Working Note
I originally created this piece for a presentation at the Penn Humanities Forum in 2006. The theme that year was “text and image.” Powerpoint was an obvious presentation tool for the seminar (used by all but one of the seminar participants), and I decided to use it in the service of this developing poem-essay. Thus, my first draft was accompanied by a large number of images culled from a variety of sources. The images began to be as primary as the text itself, which led to the question of what to do with the piece once the presentation was over. How else could this piece exist in the world?

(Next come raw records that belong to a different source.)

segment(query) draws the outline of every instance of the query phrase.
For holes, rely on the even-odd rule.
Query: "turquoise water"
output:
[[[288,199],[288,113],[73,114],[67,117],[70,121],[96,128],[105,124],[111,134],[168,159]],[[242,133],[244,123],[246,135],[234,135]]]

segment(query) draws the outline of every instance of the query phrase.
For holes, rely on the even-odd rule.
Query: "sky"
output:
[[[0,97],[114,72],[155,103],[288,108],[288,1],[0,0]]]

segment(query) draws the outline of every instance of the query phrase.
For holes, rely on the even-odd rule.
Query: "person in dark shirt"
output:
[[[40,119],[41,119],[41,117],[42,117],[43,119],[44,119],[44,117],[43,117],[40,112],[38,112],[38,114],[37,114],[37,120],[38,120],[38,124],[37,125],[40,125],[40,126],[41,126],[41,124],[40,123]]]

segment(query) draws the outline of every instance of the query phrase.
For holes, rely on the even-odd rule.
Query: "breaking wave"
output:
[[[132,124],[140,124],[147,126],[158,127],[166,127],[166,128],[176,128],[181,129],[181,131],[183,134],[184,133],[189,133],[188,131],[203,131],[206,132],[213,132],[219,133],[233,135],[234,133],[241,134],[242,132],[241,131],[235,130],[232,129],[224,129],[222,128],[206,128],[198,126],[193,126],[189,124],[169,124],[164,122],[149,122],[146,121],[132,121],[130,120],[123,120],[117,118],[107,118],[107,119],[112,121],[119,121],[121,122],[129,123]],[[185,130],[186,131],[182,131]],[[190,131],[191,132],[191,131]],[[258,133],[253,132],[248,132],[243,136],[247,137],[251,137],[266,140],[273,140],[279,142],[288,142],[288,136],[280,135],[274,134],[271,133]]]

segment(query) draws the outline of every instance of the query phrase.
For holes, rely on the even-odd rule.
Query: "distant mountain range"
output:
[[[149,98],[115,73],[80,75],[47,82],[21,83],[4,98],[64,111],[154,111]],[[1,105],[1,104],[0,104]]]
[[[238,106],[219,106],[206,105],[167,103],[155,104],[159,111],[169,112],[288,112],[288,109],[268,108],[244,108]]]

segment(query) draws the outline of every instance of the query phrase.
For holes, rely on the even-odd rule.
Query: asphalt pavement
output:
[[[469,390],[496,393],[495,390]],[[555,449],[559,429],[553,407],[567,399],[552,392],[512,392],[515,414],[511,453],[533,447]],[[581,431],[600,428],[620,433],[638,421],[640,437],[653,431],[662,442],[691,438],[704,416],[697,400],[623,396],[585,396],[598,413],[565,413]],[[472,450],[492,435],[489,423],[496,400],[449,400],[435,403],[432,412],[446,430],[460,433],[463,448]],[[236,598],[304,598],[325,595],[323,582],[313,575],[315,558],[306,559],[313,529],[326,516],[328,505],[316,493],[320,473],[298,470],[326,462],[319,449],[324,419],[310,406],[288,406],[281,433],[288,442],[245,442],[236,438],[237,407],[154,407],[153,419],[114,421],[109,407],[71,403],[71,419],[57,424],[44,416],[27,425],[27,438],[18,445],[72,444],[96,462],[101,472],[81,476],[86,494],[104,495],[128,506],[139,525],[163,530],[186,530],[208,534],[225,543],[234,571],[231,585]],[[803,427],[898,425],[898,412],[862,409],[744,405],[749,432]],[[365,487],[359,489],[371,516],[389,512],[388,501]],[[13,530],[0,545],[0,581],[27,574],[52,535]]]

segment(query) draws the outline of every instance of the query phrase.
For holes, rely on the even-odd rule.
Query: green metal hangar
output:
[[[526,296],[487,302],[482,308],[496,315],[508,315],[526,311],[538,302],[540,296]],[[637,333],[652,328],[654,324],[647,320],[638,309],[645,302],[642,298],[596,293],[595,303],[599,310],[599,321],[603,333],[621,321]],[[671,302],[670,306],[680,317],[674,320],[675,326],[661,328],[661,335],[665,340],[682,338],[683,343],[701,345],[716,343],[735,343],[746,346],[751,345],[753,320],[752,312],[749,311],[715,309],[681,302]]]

Since that time, I’ve taken “Public Figures” on a kind of poetry rotary-club circuit that consists of bars, galleries and universities. I find myself modifying and developing the work each time I present it at a different venue. Although the genre of the touring public lecture really interests me (see the section on Russell Conwell in chapter 5), I can’t seem to let go of the idea that the piece should also have a more private life—one that doesn’t require me to stand at a podium in front of an audience. How might this piece exist for an audience of one? A book seems too static (and too costly) to produce. A DVD is perhaps a better option (it’s been suggested several times that I look to Chris Marker as a model), but I don’t know how to make a DVD. This piece makes me a poet in need of a fabricator.
Lucky for me, Dell Olsen suggested that I give the piece to HOW2 for the new media section of the magazine, and gratefully supplied a fabricator (the ever-patient John Sparrow) to help turn it into what it is here. I’m still not sure that it’s the final form this piece will take, but I like the options that it opens up for my text.
Needless to say, this is an ongoing project with much research left to be done.